Cirrus, the farthest away but the most attentive

Cirrus, the farthest away but the most attentive

More than a little chunky from eating too much alfalfa, but this was the first time I saw Cirrus move - and even then he floated.

More than a little chunky from eating too much alfalfa, but this was the first time I saw Cirrus move - and even then he floated.

I held on to Cirrus's neck tag the whole drive home. It is one of my most treasured possessions, and it now hangs above my jeweler's bench so I can see it every day.

I held on to Cirrus's neck tag the whole drive home. It is one of my most treasured possessions, and it now hangs above my jeweler's bench so I can see it every day.


I still think about Clementine, though I lost track of her a couple months later when she was moved out of the Reno corrals, most likely to long term holding.
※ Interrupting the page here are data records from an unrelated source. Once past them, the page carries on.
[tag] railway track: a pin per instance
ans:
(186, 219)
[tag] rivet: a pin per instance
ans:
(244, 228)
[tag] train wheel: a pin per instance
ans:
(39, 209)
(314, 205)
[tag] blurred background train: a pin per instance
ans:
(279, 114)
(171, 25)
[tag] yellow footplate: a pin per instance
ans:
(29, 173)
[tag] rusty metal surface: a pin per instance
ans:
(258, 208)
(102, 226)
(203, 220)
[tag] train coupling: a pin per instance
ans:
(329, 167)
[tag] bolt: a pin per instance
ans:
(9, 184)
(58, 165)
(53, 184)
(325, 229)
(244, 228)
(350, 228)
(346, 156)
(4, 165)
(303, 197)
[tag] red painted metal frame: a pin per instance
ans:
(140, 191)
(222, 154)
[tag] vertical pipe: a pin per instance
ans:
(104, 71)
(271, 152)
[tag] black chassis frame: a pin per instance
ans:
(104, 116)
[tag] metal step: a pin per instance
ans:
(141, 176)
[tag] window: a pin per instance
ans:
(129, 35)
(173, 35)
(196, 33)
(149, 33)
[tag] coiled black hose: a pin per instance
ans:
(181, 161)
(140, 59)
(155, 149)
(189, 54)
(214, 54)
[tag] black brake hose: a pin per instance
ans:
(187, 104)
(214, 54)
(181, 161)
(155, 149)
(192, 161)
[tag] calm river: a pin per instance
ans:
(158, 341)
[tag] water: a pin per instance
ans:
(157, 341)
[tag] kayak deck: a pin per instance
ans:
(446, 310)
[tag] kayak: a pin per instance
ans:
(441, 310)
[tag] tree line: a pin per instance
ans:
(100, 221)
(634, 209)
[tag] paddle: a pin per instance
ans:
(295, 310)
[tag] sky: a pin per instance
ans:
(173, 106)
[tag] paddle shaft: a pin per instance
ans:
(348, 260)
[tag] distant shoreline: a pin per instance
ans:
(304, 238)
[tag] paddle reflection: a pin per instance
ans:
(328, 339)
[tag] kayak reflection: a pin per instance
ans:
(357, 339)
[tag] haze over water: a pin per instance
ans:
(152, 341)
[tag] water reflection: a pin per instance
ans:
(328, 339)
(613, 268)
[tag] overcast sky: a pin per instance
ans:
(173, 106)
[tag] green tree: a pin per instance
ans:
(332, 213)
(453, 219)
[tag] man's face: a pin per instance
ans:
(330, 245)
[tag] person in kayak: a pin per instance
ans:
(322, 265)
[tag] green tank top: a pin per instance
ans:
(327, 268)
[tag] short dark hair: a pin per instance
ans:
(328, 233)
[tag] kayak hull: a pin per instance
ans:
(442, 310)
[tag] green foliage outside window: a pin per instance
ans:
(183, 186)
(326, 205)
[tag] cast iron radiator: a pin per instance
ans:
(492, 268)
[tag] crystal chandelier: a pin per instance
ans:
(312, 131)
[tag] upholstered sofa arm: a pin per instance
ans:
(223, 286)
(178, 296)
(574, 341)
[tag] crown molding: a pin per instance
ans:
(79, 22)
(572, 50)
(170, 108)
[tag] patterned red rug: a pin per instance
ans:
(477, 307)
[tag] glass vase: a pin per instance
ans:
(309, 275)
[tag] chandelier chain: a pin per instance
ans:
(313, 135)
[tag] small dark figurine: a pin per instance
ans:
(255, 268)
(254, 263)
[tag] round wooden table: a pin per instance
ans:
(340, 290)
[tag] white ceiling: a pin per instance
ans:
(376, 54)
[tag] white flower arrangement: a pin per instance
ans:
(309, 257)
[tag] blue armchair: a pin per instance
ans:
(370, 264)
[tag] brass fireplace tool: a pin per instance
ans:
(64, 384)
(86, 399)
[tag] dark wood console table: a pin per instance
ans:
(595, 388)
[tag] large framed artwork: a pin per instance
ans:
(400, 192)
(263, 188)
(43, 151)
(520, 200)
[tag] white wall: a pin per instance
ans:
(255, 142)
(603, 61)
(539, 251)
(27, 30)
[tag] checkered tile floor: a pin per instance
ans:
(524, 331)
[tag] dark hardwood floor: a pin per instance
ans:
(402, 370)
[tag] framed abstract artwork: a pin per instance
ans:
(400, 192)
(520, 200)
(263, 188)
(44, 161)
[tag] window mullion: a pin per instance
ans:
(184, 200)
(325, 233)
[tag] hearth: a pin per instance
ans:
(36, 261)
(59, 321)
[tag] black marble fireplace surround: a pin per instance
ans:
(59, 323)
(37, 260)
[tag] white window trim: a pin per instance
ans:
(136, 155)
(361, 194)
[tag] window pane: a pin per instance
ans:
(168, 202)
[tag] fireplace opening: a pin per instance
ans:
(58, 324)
I think about how she saved me when I was lonely and scared, living in a new city, and how just knowing she was out there changed the course of my life. I was a serious introvert, away from my few close friends and family, giving my all at a job that drained my creativity - but through it all she was the glowing ember in my heart. It was thoughts of her that gave me the final push I needed to start my own business. To take the reins in my own life. And most importantly, I think about how meeting her put into motion the events that led me to Cirrus, the horse I’d been waiting my whole life to meet.

I bestowed upon that elegant bay horse the name of a drifting prairie soul, lawless and free as the wind. A name that was pure sunshine and more wild than I ever believed I could be. But looking at things now, I think it’s the name I was trying to give myself - the self I was striving to become. Her hoof prints marked the the beginning of the path I’m walking today, this very minute. And if I’m being entirely honest, I think I may be following them still.